Our drug policy has led to so much unnecessary human suffering, and that's not even considering the perverse criminal “justice” system and the inherent racism of the drug war, when Mom Nature has provided us so many ready-made or nearly ready (in the case of rye fungus/ergot, the precursor to LSD-25) tools for spiritual improvement, if only we would use them, if only we weren't afraid of somebody experiencing a hallucination (especially those of us who can't naturally no matter what we try), if only we weren't afraid of somebody having a religious experience not under direct control of said religious authority.
(Done correctly, the religious authority can only be a guide. They open the door. The patient has to walk through, and what's on the other side of the door may not be what the religious authority expected. But it's not the devil. That is just so irrational I can't even, even when talking about mystical/spiritual experiences, which are just as important for the whole human being, mind, body, and soul, as air, food, and water.)
But, what the hell am I smoking? Must be that Jimson weed that other AC keeps going on about. We want human doings, not human beings.
(Score: 0) by Anonymous Coward on Friday August 19 2016, @01:45PM
I support the third option, which is already in effect in some states. Possession or distribution of small amounts of marijuana (the amount probably varies, but is typically between 4 oz and 1 lb) is a misdemeanor. Usually these states also have an exemption for medical use.

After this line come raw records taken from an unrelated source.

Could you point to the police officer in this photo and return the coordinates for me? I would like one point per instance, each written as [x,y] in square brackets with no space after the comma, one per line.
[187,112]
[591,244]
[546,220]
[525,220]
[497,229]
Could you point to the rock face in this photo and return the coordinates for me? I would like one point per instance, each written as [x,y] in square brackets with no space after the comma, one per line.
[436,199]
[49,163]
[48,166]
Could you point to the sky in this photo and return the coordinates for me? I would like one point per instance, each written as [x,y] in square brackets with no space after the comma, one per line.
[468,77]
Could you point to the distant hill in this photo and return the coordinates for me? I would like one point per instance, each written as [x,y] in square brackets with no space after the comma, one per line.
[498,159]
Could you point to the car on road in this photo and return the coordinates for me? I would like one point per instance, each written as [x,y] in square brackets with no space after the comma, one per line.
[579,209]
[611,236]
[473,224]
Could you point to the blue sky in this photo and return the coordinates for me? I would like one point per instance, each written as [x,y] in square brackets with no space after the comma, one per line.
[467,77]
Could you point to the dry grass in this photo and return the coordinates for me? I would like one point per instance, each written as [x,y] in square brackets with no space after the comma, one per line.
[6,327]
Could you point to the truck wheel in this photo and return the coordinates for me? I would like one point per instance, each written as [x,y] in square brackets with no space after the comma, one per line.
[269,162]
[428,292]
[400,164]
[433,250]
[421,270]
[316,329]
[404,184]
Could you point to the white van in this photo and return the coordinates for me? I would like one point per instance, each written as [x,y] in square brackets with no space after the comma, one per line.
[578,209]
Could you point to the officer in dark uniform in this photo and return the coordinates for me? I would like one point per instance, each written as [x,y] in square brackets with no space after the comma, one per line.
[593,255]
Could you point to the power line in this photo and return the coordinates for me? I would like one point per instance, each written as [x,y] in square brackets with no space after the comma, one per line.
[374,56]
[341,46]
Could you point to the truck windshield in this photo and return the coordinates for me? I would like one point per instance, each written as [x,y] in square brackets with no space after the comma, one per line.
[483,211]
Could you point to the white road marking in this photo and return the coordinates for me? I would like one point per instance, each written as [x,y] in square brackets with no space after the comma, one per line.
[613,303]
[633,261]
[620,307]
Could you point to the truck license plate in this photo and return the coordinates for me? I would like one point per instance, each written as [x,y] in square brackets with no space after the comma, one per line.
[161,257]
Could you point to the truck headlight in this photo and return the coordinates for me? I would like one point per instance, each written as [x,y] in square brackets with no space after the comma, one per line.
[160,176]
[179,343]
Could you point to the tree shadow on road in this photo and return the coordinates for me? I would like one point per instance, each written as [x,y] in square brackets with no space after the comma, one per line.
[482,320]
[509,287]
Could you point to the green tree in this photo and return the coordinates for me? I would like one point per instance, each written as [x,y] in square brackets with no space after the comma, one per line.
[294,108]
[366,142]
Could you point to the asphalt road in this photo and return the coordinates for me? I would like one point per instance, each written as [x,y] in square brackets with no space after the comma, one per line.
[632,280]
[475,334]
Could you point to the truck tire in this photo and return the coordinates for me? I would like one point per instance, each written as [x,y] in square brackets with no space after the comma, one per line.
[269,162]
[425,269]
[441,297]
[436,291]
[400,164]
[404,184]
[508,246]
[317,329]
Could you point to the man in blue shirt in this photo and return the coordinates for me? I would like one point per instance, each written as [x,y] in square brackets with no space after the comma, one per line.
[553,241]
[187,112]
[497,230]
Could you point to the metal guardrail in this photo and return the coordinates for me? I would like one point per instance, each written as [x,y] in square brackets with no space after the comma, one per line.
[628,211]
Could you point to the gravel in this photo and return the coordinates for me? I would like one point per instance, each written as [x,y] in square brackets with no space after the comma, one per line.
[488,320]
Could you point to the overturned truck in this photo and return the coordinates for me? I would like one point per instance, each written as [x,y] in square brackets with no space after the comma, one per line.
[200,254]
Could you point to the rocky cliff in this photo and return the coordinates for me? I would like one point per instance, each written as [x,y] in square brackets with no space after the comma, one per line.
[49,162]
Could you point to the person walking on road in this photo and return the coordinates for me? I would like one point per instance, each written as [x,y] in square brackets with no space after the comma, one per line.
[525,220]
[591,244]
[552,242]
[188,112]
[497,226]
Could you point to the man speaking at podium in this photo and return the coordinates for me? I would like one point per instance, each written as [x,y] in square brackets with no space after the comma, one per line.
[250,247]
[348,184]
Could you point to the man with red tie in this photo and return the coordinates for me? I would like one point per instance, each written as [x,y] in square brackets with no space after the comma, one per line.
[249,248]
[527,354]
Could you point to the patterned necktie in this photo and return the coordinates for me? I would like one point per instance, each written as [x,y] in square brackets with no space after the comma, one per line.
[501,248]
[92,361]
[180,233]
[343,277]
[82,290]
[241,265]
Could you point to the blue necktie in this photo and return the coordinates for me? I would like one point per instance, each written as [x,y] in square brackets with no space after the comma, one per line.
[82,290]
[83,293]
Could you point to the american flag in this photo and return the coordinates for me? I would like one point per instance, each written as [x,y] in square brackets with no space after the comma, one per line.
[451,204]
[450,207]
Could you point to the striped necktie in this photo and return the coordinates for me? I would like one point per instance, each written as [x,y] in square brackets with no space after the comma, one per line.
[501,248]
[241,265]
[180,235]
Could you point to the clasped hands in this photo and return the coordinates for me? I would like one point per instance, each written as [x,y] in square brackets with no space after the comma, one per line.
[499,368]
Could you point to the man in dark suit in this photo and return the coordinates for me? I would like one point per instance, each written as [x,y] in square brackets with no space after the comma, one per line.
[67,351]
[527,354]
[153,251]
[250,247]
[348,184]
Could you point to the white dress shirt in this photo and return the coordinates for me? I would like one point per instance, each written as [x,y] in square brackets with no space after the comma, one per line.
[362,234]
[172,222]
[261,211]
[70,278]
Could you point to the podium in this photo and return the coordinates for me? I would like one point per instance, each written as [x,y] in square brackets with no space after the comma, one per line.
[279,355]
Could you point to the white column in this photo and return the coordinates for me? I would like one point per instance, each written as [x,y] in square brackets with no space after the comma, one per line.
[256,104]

(Score: 2) by hendrikboom on Friday August 19 2016, @02:46PM
On one of the blogs here on soylent news a few weeks or months ago (sorry, I don't have the URL, and I don't know how to search old blog posts) there was a post quoting one of Nixon's advisors explaining (decades later) that the war on drugs was a deliberate attack on hippies and blacks in order to delegitimize their agendas in the eyes of the voting public.
-- hendrik
(Score: 3, Informative) by takyon on Friday August 19 2016, @03:10PM
4/20: Half-Baked Headline [soylentnews.org]
[SIG] 10/28/2017: Soylent Upgrade v14 [soylentnews.org]
(Score: 0) by Anonymous Coward on Friday August 19 2016, @04:21PM
Now that this has lost it's edge they just claim the person raped a women.
(Score: 2) by Hawkwind on Friday August 19 2016, @09:05PM
(Score: 0) by Anonymous Coward on Friday August 19 2016, @07:21PM
The site's search engine isn't Google-quality quite yet, but it's pretty good.
Plug your search term(s) into the search box on any page on the site and let it try.
While you're pretty much guaranteed to get junk on the 1st try, after you tick the area you want searched and whether you want most-recent prioritized or something else, results are generally useful.
This found your idea in 1 go: (and a Google Whack at that)
https://soylentnews.org/search.pl?&sort=2&op=journals&query=Nixon+aide#search [soylentnews.org]
(Note: I keep a bookmark to the site's search engine and do my searches from the Address Bar; this eliminates 1 pageload.)
-- OriginalOwner_ [soylentnews.org]
(Score: 0) by Anonymous Coward on Friday August 19 2016, @10:08PM
So how many times can you stick "Brian C. Bennett" into a press release?